Se il reality show più vero lo fanno gli «sbirri» in tv

Dici reality e ti viene subito in mente una casa in cui un drappello di ragazzi euforici mettono in scena una versione edulcorata della realtà, molto spesso recitando a soggetto, influenzati dall’occhio vigile della telecamera. Guardi Sbirri, film uscito il 10 aprile dell’anno scorso al cinema e riproposto sul piccolo schermo due sera fa su Canale 5, e ti trovi catapultato in un nuovo genere, fin qui quasi sconosciuto alle produzioni italiane per il piccolo schermo. E l’unica definizione buona è: reality, vero reality.
Pellicole così difficilmente riescono a entrare nei nostri salotti, e per di più con un buon responso dell’Auditel: una finestra sulle nostre città che riesce a mostrarci come si vive davvero nelle nostre strade. Siamo a mille miglia dai reality show in cui la cosa più feroce a cui possiamo assistere è una scazzottata tra concorrenti o qualche incontrollato turpiloquio, Sbirri offre un forte impatto visivo, da pugno allo stomaco, per l’essenzialità della realtà nuda e cruda che trasmette: quella del mondo della droga. Un mondo visto in presa diretta grazie all’utilizzo di camere speciali capaci di filmare anche a chilometri di distanza e con il supporto di microfoni direzionali in dotazione ai servizi segreti. A maneggiare questo linguaggio cinematografico inconsueto in Italia è il regista Roberto Burchielli, non nuovo a queste prove (suo il documentario Cocaina andato in onda su Raitre nel 2007), che sembra attingere in parte alla real tv americana e in parte alla fiction televisiva. Un ibrido che colpisce semplicemente perché documenta la realtà, in questo caso la quotidianità di un gruppo di poliziotti dell’Uocd (Unità Operativa Criminalità Diffusa) di Milano. Un gruppo di agenti veri recita a fianco di pochi attori professionisti, tra cui Raoul Bova, il quale per assistere alle varie operazioni, ha vissuto con gli agenti per un mese intero e ha dovuto camuffarsi con tanto di cappello, occhiali e capelli finti. Retate, pedinamenti, arresti, interrogatori. Tutti veri, tutti spietatamente reali.

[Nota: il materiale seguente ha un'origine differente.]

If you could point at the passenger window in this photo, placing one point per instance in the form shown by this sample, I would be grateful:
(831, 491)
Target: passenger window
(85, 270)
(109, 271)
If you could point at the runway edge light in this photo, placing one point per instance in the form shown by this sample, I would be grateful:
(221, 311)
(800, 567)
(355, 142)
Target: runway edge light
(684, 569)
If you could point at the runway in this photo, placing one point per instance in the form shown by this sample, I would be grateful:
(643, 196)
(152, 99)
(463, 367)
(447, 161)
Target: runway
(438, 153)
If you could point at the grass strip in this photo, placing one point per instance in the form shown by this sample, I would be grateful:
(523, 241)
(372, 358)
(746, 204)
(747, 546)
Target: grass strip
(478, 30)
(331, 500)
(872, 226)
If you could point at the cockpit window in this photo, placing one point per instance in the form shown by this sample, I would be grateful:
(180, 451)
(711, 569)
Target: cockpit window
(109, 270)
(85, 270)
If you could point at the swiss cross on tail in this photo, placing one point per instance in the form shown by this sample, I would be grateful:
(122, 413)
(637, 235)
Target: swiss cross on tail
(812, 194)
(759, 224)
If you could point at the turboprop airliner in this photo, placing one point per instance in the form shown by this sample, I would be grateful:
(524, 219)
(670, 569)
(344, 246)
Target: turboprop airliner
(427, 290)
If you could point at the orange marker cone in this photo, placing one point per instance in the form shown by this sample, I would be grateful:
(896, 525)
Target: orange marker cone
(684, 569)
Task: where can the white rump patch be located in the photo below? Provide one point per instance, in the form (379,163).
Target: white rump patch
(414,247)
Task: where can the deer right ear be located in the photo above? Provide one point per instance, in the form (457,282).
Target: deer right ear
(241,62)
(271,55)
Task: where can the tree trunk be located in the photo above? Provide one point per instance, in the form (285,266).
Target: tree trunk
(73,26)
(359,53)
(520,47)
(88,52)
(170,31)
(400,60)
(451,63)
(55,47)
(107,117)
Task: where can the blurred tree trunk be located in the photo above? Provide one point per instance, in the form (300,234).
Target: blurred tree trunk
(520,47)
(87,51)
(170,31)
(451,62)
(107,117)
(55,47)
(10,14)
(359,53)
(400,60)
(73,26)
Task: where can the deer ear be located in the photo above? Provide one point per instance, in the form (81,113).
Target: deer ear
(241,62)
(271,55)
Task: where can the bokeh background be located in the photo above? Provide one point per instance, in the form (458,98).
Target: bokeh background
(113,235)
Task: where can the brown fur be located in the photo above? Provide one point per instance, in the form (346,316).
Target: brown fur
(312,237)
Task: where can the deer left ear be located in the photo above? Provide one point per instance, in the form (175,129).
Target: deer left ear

L’attore italiano interpreta Matteo Gatti, reporter televisivo che, dopo aver perso il figlio per assunzione di una pastiglia di ecstasy, decide di svolgere un’inchiesta sul mondo della droga alla ricerca disperata dei motivi della morte del figlio, pervaso dal rimorso di aver fallito come padre. In questa ricerca impara a conoscere gli sbirri, nell’accezione irriverente data dai giovani, le loro paure, i loro sentimenti, e li scopre persone che semplicemente per passione svolgono un lavoro delicato. Ma, soprattutto, ci fa conoscere i volti e le sensazioni dei giovani beccati, degli spacciatori, le retate così come avvengono, i discorsi tesi degli interrogatori, l’approccio psicologico che gli agenti usano con i ragazzi finiti nel giro.
E così la realtà ci entra in salotto.

Una vera sorpresa soprattutto a guardare il film in tv, in tempi in cui è difficile veder sperimentare nuovi linguaggi televisivi dalla emittenti ammiraglie. Si resta inchiodati a guardare, affascinati dalla novità. Forse da oggi la parola reality può cambiare senso.